Against the backdrop of sustained regional growth, Chile, Colombia, and Peru moved one step closer to an integration of stock markets that could add a new dimension to their strong economic performance.

At a time when many Latin America economies continue to impress, three countries are on track to merge their stock markets. The decision by Chile, Peru, and Colombia to consolidate their stock markets and depositary trusts has been wrought with challenges, including internal market reforms and domestic political opposition. Despite obstacles to implementing the integration, the first step will take place before the end of the year.

The market integration process will take place in two stages. The first, called Intermediate Routing, launches in November and gives traders in each country access to securities markets in others through the appropriate regulatory bodies. The second stage, slated for December 2011, will allow for direct access to trading markets and the standardization of market rules and regulations. Last year, the total value of stocks traded on the exchanges of all three countries was just under $56 billion. Chile—the largest exchange—accounted for $34.7 billion, followed by Colombia with $16.5 billion and Peru at just over $4 billion. Using estimates from Europe’s stock market integration, officials estimate that the total value of stocks traded could soar to as much as $460 billion as a result of integration. The integration agreement is also expected to increase market liquidity in all three countries.

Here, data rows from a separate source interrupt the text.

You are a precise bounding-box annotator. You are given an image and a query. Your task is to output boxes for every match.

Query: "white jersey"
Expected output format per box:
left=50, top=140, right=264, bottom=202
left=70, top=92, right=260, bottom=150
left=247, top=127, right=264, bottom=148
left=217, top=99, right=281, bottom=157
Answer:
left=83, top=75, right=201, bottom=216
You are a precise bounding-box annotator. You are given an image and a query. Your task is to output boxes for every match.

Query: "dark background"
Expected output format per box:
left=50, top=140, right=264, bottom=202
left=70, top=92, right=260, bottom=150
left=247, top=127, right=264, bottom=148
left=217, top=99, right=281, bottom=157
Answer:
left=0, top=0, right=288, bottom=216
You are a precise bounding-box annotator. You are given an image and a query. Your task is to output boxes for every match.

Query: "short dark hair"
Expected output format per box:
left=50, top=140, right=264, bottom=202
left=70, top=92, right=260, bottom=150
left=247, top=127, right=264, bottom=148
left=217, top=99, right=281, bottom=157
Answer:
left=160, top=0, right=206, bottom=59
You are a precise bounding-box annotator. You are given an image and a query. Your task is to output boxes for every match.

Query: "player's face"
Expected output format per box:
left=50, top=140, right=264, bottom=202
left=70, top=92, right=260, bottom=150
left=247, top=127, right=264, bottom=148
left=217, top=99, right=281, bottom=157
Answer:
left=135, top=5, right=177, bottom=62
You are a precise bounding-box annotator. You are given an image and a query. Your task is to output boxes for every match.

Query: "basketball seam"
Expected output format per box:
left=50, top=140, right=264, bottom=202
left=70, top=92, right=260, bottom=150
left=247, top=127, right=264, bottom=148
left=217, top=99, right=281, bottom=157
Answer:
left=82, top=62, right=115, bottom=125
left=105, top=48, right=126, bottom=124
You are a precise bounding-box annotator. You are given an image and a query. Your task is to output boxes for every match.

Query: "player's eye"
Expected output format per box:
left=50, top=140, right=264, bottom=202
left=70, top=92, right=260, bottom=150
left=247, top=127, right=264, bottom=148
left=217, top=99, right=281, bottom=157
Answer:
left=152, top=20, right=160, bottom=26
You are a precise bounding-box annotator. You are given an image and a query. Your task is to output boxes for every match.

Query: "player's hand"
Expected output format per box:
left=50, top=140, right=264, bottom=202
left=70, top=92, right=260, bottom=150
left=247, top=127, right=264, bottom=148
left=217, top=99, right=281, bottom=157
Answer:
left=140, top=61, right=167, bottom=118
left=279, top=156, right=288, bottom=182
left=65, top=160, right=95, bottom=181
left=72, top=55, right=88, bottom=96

Despite misconceptions, the agreement will not result in a total merger of stock exchanges from all three countries into one, given that each stock market will operate under the auspices of the relevant regulatory body in each country. Instead, the deal will facilitate trilateral trading and investing by reducing transaction costs, improving the identification of traders and their national origin, stabilizing exchange rates, and removing conflicting tax laws. For example, a Colombian investor can currently purchase shares of companies in Chile and Peru. However, he must do so only through stockbrokers that have trading agreements with counterparts in the respective country. This arrangement can incur significant trading costs and create a hurdle before traders can act. The Market Integration Plan seeks to rein in these barriers.

Although in its infancy, the market integration plan between Chile, Peru, and Colombia could also represent a new avenue of competition for Mercosur. The Southern Common Market already implemented its version of stock market integration in 2004, and this month reaffirmed its goal of establishing a free trade agreement with the European Union by next year. In 2009, Mercosur’s largest economy, Brazil, handled $1.3 trillion of stock trading—more than three times the expected value of the integrated market between Chile, Peru and Colombia.

The three countries expect to complete their stock market integration by December 2011. Finance ministers from Chile, Peru, and Colombia are scheduled to meet in Bogotá in June 2011 to review implementation details for the final stage of the two-step integration plan.